Cardiovascular medicine has evolved over the last few decades, with the advent of percutaneous interventional treatments. In particular, balloon angioplasty and, subsequently, coronary stenting has revolutionized our current perspective of stable and unstable coronary artery disease management. However, the long-term results of stent usage have been blighted by the dual problems of in-stent restenosis and stent thrombosis. Whilst stent thrombosis became much less frequent with the introduction of dual-antiplatelet therapy, restenosis remained a significant problem. Intense work on stent development has successfully led to the introduction of drug-eluting stents (DES) in an effort to address this problem. Randomized trials have consistently proven the superior efficacy of DES over bare metal stents, in elective patients, acute coronary syndromes and patients with diabetes mellitus.
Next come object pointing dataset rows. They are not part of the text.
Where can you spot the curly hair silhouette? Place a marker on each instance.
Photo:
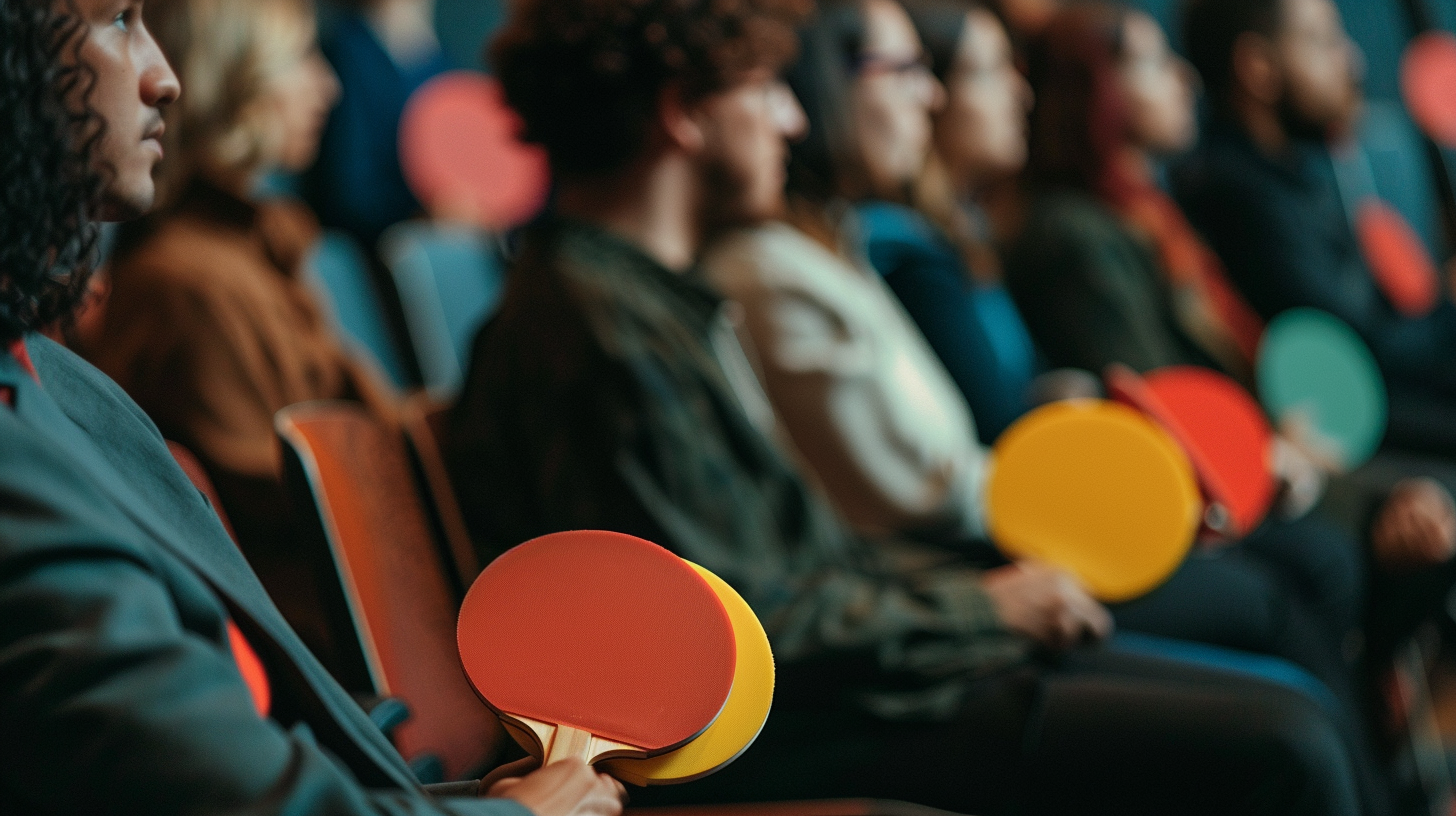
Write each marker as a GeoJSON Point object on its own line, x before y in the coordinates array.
{"type": "Point", "coordinates": [50, 182]}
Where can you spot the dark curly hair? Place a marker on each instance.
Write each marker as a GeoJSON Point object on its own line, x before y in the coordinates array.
{"type": "Point", "coordinates": [586, 75]}
{"type": "Point", "coordinates": [50, 185]}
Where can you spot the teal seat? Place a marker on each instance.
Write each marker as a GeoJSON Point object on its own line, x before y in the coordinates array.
{"type": "Point", "coordinates": [341, 276]}
{"type": "Point", "coordinates": [449, 281]}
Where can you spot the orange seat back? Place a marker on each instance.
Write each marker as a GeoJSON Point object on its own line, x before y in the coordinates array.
{"type": "Point", "coordinates": [424, 421]}
{"type": "Point", "coordinates": [399, 595]}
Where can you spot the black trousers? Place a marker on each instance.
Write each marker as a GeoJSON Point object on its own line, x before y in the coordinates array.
{"type": "Point", "coordinates": [1085, 733]}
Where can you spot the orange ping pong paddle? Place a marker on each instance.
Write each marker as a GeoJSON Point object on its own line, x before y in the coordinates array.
{"type": "Point", "coordinates": [1427, 76]}
{"type": "Point", "coordinates": [462, 156]}
{"type": "Point", "coordinates": [1223, 432]}
{"type": "Point", "coordinates": [597, 646]}
{"type": "Point", "coordinates": [1398, 260]}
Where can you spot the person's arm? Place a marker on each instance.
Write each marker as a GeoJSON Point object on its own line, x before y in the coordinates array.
{"type": "Point", "coordinates": [890, 440]}
{"type": "Point", "coordinates": [941, 299]}
{"type": "Point", "coordinates": [1279, 254]}
{"type": "Point", "coordinates": [117, 695]}
{"type": "Point", "coordinates": [1283, 254]}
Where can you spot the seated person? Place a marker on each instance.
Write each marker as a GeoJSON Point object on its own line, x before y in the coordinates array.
{"type": "Point", "coordinates": [945, 271]}
{"type": "Point", "coordinates": [383, 51]}
{"type": "Point", "coordinates": [211, 325]}
{"type": "Point", "coordinates": [124, 608]}
{"type": "Point", "coordinates": [1282, 85]}
{"type": "Point", "coordinates": [610, 392]}
{"type": "Point", "coordinates": [1108, 271]}
{"type": "Point", "coordinates": [858, 389]}
{"type": "Point", "coordinates": [869, 408]}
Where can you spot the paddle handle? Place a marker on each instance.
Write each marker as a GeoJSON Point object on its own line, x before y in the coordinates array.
{"type": "Point", "coordinates": [568, 742]}
{"type": "Point", "coordinates": [562, 742]}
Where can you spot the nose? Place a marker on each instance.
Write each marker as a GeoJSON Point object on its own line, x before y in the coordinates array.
{"type": "Point", "coordinates": [934, 93]}
{"type": "Point", "coordinates": [159, 82]}
{"type": "Point", "coordinates": [788, 114]}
Nevertheless, the routine use of DES in by-pass venous graft disease remains debatable. The initial DES used sirolimus and paclitaxel are now being joined by newer stents releasing drugs, such as everolimus, zotarolimus and tacrolimus. Ongoing developments with the stent platform and the polymer coating are also gradually improving the performance of these stents in clinical practice. More recently, the idea of antibody-coated stents that would encourage epithelialization of stent struts by endothelial progenitor cells recruitment has gained attraction among interventionists, with a possible beneficial impact on reducing the incidence of restenosis.